AI Is Creating A Surreal Future For These Historic Sites & Buildings

AI Is Creating A Surreal Future For These Historic Sites & Buildings

Aimee Heidelberg - February 10, 2024

Artificial Intelligence (AI) lets imagination soar. It can create wonderful, magical worlds where unicorns frolic with polar bears. It can also create terrifying dystopian scenes, where monsters are lurking behind every corner. And when an architectural historian gets a hold of AI, naturally their first question is, “What will the famous landmarks of the world look like hundreds of years in the future?”

AI cannot be expected to be fully accurate in its output; it’s not a predictive modeling software. Using it is more like a fun shake of a Magic 8 Ball. Yet asking AI to imagine the future of these buildings has created some surprising results, ranging from hilarious to terrifying. The AI generated creations below show the potential future of the world’s treasures.

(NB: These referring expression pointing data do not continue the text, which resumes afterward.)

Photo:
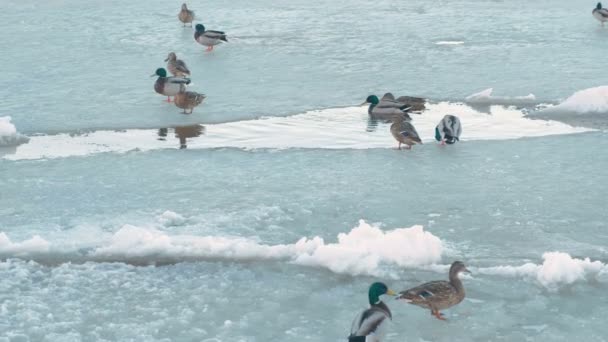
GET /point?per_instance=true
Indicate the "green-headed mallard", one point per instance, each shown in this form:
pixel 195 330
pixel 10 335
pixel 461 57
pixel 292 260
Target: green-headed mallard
pixel 177 67
pixel 417 104
pixel 388 107
pixel 169 86
pixel 600 13
pixel 208 38
pixel 448 130
pixel 438 295
pixel 186 16
pixel 370 325
pixel 188 100
pixel 404 132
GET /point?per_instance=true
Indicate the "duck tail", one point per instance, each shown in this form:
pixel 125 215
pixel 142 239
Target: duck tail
pixel 405 296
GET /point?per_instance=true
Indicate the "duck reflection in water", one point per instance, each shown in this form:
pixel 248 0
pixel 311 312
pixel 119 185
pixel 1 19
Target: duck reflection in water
pixel 182 133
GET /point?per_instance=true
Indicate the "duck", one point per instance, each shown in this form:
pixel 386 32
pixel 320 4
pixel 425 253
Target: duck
pixel 404 132
pixel 417 103
pixel 169 86
pixel 208 38
pixel 448 130
pixel 186 16
pixel 438 295
pixel 177 67
pixel 384 109
pixel 600 13
pixel 187 100
pixel 370 324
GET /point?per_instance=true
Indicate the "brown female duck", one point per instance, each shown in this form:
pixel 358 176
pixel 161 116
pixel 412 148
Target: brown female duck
pixel 438 295
pixel 404 132
pixel 177 67
pixel 187 100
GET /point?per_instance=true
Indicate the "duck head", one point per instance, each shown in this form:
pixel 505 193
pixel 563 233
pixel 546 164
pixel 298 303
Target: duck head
pixel 373 99
pixel 458 267
pixel 376 290
pixel 160 72
pixel 171 57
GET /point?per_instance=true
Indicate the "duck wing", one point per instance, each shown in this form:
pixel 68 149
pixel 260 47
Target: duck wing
pixel 181 66
pixel 409 131
pixel 215 35
pixel 178 80
pixel 388 97
pixel 428 292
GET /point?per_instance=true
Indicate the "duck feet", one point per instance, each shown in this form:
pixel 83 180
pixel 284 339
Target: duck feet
pixel 438 315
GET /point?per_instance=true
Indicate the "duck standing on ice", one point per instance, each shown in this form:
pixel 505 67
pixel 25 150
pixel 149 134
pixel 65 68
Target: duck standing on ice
pixel 600 13
pixel 448 130
pixel 404 132
pixel 177 67
pixel 438 295
pixel 186 16
pixel 370 325
pixel 169 86
pixel 208 38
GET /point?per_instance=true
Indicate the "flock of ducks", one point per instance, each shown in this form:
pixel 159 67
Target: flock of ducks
pixel 176 85
pixel 388 108
pixel 371 324
pixel 398 112
pixel 435 295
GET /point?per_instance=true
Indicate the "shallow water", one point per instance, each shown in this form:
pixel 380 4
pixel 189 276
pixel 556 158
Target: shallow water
pixel 266 214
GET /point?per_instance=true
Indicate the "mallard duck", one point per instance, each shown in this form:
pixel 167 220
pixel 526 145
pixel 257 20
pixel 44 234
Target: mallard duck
pixel 417 103
pixel 186 16
pixel 600 13
pixel 438 295
pixel 177 67
pixel 384 109
pixel 188 100
pixel 169 86
pixel 208 38
pixel 448 130
pixel 370 325
pixel 404 132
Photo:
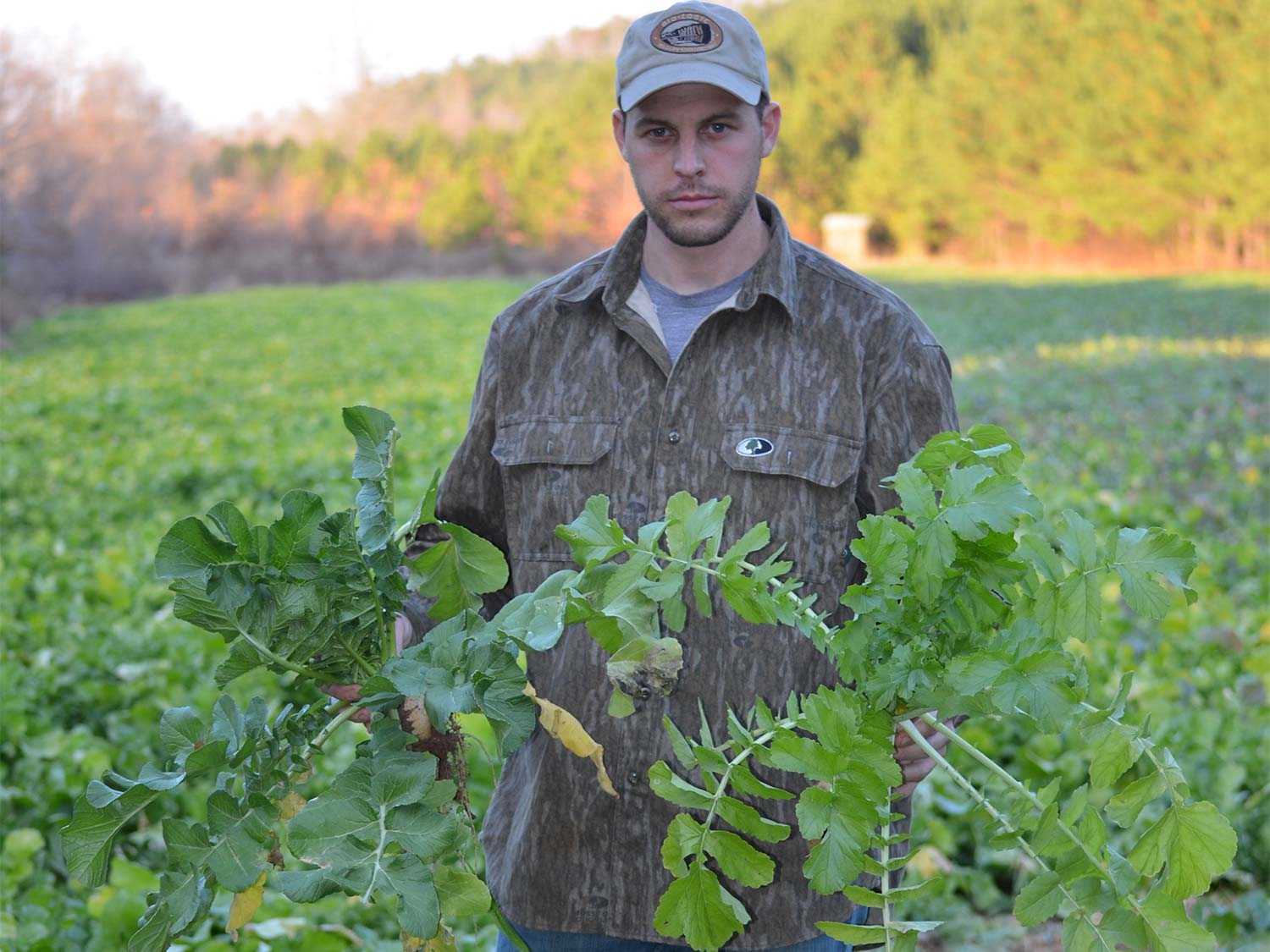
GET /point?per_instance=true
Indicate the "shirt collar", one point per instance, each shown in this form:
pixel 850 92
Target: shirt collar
pixel 775 273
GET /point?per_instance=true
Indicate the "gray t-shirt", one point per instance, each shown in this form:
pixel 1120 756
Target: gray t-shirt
pixel 681 314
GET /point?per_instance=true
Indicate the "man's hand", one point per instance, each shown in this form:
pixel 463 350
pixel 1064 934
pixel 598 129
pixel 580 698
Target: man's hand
pixel 914 762
pixel 403 634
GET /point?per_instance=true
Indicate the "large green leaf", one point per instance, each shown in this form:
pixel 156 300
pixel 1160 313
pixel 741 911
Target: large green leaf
pixel 700 911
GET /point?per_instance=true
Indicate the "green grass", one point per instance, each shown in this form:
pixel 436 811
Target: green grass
pixel 119 421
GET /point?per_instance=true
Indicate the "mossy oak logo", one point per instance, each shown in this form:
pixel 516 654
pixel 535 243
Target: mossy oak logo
pixel 754 446
pixel 687 33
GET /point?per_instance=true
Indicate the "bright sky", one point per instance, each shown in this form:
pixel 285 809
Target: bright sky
pixel 225 61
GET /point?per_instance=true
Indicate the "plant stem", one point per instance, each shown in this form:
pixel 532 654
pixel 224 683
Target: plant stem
pixel 279 660
pixel 345 711
pixel 505 927
pixel 962 781
pixel 361 662
pixel 388 482
pixel 388 645
pixel 884 885
pixel 747 751
pixel 1019 789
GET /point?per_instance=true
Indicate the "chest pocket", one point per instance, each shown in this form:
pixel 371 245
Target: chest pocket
pixel 803 485
pixel 550 466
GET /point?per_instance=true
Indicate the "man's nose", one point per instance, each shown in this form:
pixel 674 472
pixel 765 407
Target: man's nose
pixel 688 159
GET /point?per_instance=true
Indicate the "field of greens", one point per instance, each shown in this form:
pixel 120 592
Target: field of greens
pixel 1140 403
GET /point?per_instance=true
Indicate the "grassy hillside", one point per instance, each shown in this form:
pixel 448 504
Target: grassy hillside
pixel 1140 403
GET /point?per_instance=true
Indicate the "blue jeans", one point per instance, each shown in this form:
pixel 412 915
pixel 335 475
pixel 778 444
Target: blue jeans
pixel 541 941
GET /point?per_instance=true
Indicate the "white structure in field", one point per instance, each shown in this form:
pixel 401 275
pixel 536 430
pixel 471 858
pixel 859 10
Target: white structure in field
pixel 845 236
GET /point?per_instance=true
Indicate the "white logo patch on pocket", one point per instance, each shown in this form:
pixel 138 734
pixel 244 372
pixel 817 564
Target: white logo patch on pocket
pixel 754 446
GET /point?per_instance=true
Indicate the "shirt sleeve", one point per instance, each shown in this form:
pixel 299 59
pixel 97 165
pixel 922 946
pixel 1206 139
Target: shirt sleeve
pixel 472 487
pixel 912 403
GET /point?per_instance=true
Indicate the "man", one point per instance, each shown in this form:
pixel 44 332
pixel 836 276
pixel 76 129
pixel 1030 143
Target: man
pixel 708 352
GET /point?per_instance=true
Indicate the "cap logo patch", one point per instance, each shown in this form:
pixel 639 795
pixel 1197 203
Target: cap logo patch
pixel 754 446
pixel 687 33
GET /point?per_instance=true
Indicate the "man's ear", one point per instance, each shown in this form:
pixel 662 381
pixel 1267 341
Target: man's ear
pixel 620 132
pixel 771 127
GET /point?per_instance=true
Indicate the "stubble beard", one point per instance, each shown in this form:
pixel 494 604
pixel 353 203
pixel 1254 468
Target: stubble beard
pixel 700 233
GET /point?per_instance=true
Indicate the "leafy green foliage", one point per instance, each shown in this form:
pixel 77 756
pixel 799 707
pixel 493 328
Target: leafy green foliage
pixel 1140 400
pixel 969 606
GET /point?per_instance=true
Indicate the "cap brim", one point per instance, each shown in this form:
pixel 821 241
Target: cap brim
pixel 672 75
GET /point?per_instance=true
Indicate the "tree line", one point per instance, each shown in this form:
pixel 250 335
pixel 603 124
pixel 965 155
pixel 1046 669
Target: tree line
pixel 1000 131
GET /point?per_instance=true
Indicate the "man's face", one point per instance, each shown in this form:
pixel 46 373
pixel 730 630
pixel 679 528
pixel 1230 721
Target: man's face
pixel 693 151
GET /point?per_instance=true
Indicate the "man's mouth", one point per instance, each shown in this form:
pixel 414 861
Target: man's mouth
pixel 693 201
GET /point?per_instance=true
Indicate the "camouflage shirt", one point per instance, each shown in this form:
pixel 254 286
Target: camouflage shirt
pixel 577 395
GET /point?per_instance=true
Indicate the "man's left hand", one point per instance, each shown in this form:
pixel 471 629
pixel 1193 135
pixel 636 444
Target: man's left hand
pixel 914 762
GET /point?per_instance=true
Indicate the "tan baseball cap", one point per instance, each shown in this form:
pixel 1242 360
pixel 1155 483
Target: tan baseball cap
pixel 691 42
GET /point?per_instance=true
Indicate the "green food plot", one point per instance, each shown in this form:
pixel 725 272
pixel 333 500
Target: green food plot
pixel 1142 403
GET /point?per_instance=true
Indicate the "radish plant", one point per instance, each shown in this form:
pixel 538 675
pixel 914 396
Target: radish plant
pixel 967 609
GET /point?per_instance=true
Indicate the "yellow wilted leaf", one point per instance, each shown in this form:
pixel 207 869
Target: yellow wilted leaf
pixel 290 805
pixel 569 731
pixel 929 862
pixel 244 905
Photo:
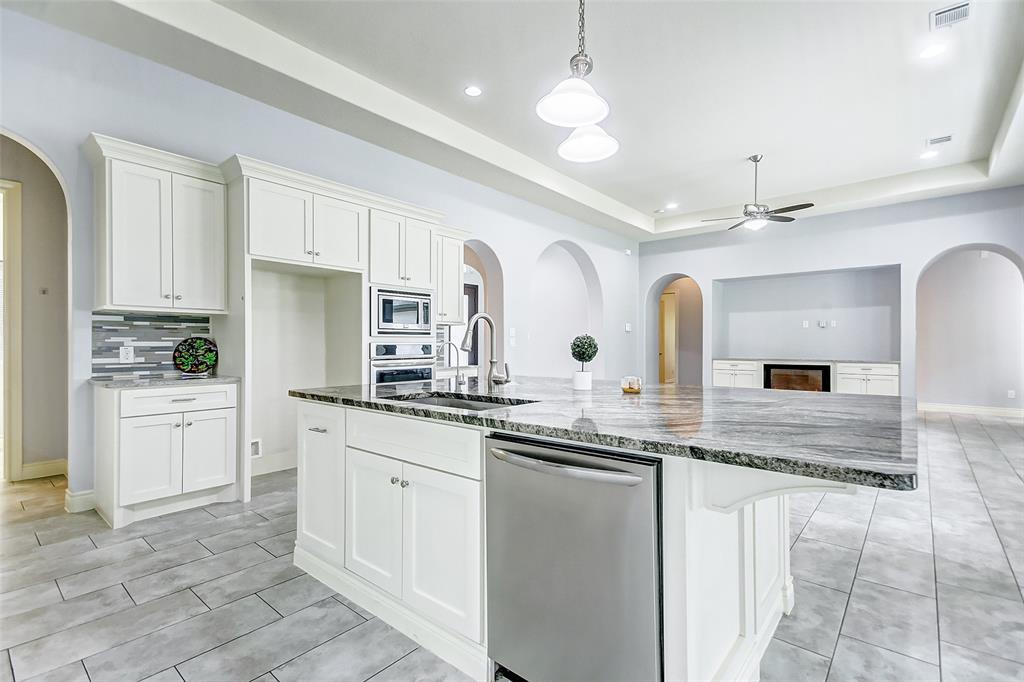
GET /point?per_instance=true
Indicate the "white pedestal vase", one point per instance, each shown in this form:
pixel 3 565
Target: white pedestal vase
pixel 583 381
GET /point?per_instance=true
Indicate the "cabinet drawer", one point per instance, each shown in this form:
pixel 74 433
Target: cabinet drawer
pixel 867 368
pixel 162 400
pixel 747 366
pixel 436 445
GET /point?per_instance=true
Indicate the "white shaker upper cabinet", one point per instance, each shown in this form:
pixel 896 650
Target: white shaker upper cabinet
pixel 341 233
pixel 418 252
pixel 209 450
pixel 281 221
pixel 140 239
pixel 386 258
pixel 198 210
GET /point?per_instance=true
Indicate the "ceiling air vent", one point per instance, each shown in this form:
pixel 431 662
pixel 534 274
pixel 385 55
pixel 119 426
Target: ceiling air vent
pixel 941 18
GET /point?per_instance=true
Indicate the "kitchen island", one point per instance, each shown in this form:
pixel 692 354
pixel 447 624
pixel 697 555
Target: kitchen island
pixel 392 481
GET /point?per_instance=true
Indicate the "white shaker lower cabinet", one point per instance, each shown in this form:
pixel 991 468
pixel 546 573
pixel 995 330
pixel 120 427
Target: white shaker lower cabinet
pixel 164 449
pixel 373 518
pixel 321 524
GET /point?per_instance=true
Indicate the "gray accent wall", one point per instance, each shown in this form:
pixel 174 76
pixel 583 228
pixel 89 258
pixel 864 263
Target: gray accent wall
pixel 763 317
pixel 970 317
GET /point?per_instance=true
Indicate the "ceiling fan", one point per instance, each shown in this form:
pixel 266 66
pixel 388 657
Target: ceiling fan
pixel 757 215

But these visions serve as a warning and a call to arms, asking what kind of future society wants for its cultural treasures.

AI Is Creating A Surreal Future For These Historic Sites & Buildings
Great Pyramid of Giza complex. Ahmed Emad H (2020, CC 4.0).

Past: Great Pyramids of Giza (c. 2550 to 2490 BCE)

Ancient Egypt is famous for the amazing architecture of its tombs, particularly its pyramid construction. But pyramids were only used for a relatively fleeting period of Egypt’s history. During Egypt’s Old Kingdom, tomb and temple construction shifted from earlier mastaba to a stepped pyramid (more like several mastaba stacked on top of one another), then to smooth-sided pyramid. The greatest champion of this movement is arguably Snefru, who attempted three different pyramids; One collapsed, another had strange bend, and the third, the Red Pyramid, sat quite wide. But Snefru’s son Cheops would learn from these and create the Great Pyramids that would become the symbol of Ancient Egypt well after tomb building moved into rock cut tombs in the Valley of the Kings. Its once polished white limestone covered sides have been stripped to the golden structural stone, but Cheops’ Great Pyramids still, after thousands of years, represent Egypt’s might.